OpenVPN: cannot load CA certificate file

[claasgo]

Describe the bug
After Upgrading my HA-Setup Slave from 18.7.4_1 to 19.7.4, my OpenVPN services can't start with the Message:
Cannot load CA certificate file /var/etc/openvpn/server9.ca (only 1 of 2 entries were valid X509 names)

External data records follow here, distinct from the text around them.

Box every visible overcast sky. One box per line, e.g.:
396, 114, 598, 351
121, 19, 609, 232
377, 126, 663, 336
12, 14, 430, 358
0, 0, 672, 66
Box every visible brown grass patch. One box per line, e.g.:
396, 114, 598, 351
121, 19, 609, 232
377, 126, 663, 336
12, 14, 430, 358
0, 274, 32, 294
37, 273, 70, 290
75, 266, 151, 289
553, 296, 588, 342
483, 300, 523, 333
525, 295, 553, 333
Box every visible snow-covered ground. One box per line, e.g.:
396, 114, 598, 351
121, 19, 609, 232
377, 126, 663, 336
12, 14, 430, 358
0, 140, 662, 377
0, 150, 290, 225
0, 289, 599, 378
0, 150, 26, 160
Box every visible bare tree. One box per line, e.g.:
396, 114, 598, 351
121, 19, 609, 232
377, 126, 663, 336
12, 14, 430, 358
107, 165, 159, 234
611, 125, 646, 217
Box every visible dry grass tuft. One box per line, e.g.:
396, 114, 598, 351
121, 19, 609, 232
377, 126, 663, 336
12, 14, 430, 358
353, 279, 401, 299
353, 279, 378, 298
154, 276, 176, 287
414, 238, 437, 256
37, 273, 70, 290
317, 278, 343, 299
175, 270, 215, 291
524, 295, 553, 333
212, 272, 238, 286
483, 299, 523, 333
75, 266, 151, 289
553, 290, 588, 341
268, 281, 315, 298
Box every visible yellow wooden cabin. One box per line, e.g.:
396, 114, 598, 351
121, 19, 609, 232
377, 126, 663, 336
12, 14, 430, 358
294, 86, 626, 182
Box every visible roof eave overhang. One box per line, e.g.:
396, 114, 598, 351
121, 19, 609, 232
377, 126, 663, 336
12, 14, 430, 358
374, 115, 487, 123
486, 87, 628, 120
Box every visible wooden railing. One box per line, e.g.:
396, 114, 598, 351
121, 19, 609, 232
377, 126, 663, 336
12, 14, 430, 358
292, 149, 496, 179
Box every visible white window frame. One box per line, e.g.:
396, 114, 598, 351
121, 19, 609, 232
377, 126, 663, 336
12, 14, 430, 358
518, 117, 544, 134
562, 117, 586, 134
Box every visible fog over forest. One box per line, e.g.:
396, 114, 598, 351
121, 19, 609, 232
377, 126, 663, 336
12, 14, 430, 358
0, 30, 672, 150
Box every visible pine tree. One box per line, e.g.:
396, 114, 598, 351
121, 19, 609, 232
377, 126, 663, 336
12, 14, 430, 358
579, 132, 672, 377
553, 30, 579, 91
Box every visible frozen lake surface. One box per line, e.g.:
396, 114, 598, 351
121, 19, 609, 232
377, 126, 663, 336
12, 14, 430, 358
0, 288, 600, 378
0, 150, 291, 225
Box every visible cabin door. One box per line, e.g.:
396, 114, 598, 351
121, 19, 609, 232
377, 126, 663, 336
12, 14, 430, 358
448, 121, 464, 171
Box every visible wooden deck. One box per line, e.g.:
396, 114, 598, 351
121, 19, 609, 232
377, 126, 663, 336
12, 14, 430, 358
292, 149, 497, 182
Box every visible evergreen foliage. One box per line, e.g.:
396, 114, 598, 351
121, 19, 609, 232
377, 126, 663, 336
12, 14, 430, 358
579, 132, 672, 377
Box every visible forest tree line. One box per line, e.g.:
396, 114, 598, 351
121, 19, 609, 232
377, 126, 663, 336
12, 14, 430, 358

I've got multiple VPN Instances and each one has the same failure.
Master is still on 18.7.4_1.

Expected behavior
a running ovpn service

Relevant log files
Sep 25 20:49:46 openvpn[32795]: Exiting due to fatal error Sep 25 20:49:46 openvpn[32795]: Cannot load CA certificate file /var/etc/openvpn/server9.ca (only 1 of 2 entries were valid X509 names) Sep 25 20:49:46 openvpn[32795]: Cannot load CA certificate file /var/etc/openvpn/server9.ca (entry 2 did not validate) Sep 25 20:49:46 openvpn[32795]: OpenSSL: error:0B07C065:x509 certificate routines:X509_STORE_add_cert:cert already in hash table Sep 25 20:49:46 openvpn[32795]: NOTE: the current --script-security setting may allow this configuration to call user-defined scripts Sep 25 20:49:46 openvpn[32795]: WARNING: using --duplicate-cn and --client-config-dir together is probably not what you want Sep 25 20:49:46 openvpn[31712]: library versions: OpenSSL 1.0.2s 28 May 2019, LZO 2.10 Sep 25 20:49:46 openvpn[31712]: OpenVPN 2.4.7 amd64-portbld-freebsd11.2 [SSL (OpenSSL)] [LZO] [LZ4] [MH/RECVDA] [AEAD] built on Sep 10 2019

Additional context
I took a closer look to the CA Files (/var/etc/openvpn/*) and I'm wondering that each CA file as two, 100% identical certs included in one file. I compared that with my Master Node which only has one cert in each CA file.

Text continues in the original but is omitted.